R can test all pairwise comparisons using the multcomp library. The simtest function provides p-values adjusted for dependence, by using a multivariate t-distribution. Tukey’s HSD also provides a way of dealing with correlations between tests.

Things get trickier with more than 2 treatments on one array, but these are uncommon anyway.

Additional variance components

Until now we have assumed that the model parameters are fixed, and only error is random. It’s possible to describe additional variance components for effects we are interested in as viewing as random variables. Mixed models is the field on statistics concerned with this.

In microarray analysis, we’re usually interested in modelling the array effect as random.
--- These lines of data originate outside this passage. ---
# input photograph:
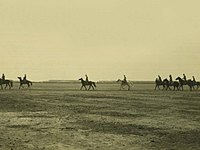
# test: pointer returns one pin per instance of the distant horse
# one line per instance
(85, 83)
(159, 83)
(125, 83)
(167, 84)
(27, 82)
(197, 84)
(7, 83)
(182, 82)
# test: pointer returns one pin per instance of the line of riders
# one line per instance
(85, 83)
(9, 83)
(178, 84)
(166, 84)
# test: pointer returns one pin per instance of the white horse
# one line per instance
(123, 83)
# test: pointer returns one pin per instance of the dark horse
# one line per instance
(125, 83)
(159, 83)
(182, 82)
(7, 83)
(85, 83)
(27, 82)
(167, 84)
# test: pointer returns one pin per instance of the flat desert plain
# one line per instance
(59, 116)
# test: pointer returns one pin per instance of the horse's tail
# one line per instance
(94, 84)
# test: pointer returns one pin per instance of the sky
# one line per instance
(106, 39)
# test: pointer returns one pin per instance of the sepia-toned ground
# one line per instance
(58, 116)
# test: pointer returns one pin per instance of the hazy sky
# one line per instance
(65, 39)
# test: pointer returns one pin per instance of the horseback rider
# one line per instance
(24, 79)
(184, 77)
(3, 77)
(86, 78)
(170, 79)
(125, 79)
(160, 79)
(194, 80)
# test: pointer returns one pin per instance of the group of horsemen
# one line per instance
(171, 80)
(3, 78)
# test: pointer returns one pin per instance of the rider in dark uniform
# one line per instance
(125, 79)
(3, 77)
(86, 78)
(184, 77)
(24, 79)
(160, 79)
(170, 79)
(194, 80)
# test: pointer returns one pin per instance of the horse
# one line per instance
(125, 83)
(85, 83)
(197, 84)
(159, 83)
(189, 82)
(175, 84)
(7, 83)
(27, 82)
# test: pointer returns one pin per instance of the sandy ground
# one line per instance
(61, 117)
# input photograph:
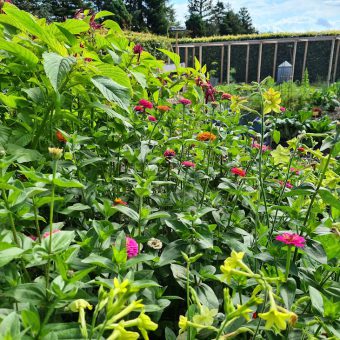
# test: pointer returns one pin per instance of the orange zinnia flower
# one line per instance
(206, 136)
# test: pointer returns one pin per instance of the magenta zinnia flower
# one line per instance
(146, 104)
(188, 164)
(291, 239)
(152, 118)
(185, 101)
(131, 247)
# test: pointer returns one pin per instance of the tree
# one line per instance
(231, 23)
(195, 25)
(246, 21)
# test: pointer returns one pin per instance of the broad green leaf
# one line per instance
(57, 68)
(19, 51)
(112, 91)
(316, 298)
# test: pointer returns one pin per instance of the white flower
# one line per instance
(155, 243)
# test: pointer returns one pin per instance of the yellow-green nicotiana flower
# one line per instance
(272, 101)
(275, 318)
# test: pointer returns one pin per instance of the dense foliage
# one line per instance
(134, 203)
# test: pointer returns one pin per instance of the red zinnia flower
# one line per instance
(152, 118)
(188, 164)
(238, 172)
(185, 101)
(119, 201)
(291, 239)
(226, 96)
(146, 104)
(131, 247)
(60, 137)
(169, 153)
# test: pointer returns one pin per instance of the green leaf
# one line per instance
(316, 298)
(9, 253)
(329, 198)
(287, 292)
(112, 91)
(57, 68)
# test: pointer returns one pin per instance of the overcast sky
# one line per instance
(283, 15)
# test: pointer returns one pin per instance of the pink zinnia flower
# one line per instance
(131, 247)
(295, 171)
(226, 96)
(238, 172)
(152, 118)
(288, 184)
(169, 153)
(291, 239)
(185, 101)
(146, 104)
(137, 49)
(188, 164)
(47, 234)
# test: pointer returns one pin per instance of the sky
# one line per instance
(282, 15)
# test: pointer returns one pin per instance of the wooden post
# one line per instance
(275, 59)
(228, 64)
(186, 57)
(330, 62)
(336, 59)
(247, 63)
(200, 55)
(222, 63)
(259, 61)
(304, 59)
(294, 58)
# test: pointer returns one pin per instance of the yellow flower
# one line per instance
(272, 101)
(120, 333)
(76, 305)
(146, 324)
(275, 318)
(182, 324)
(206, 318)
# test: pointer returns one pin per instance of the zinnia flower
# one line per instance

Wolfinger et al (2001) were the first to suggest this, using a two stage model:

$Y_ijkl = \mu + A_i + T_j + AT_ij + \delta_ijkl$ . $\delta_ijkl = G_k + AG_ik + TG_jk + ATG_ijk + \epsilon_ijkl$ , where all array effects and interactions are considered to be normally distributed with mean 0 and appropriate variance.

In general, it’s probably more appropriate to use a random model, but it does make calculations more complicated. Has implications for experimental design, as there will be increased variance between contrasts not on the same array (eg. in a reference design).

IBD with random blocks

Possible to calculate intra- and inter-block estimates, which can be combined to give improved estimates.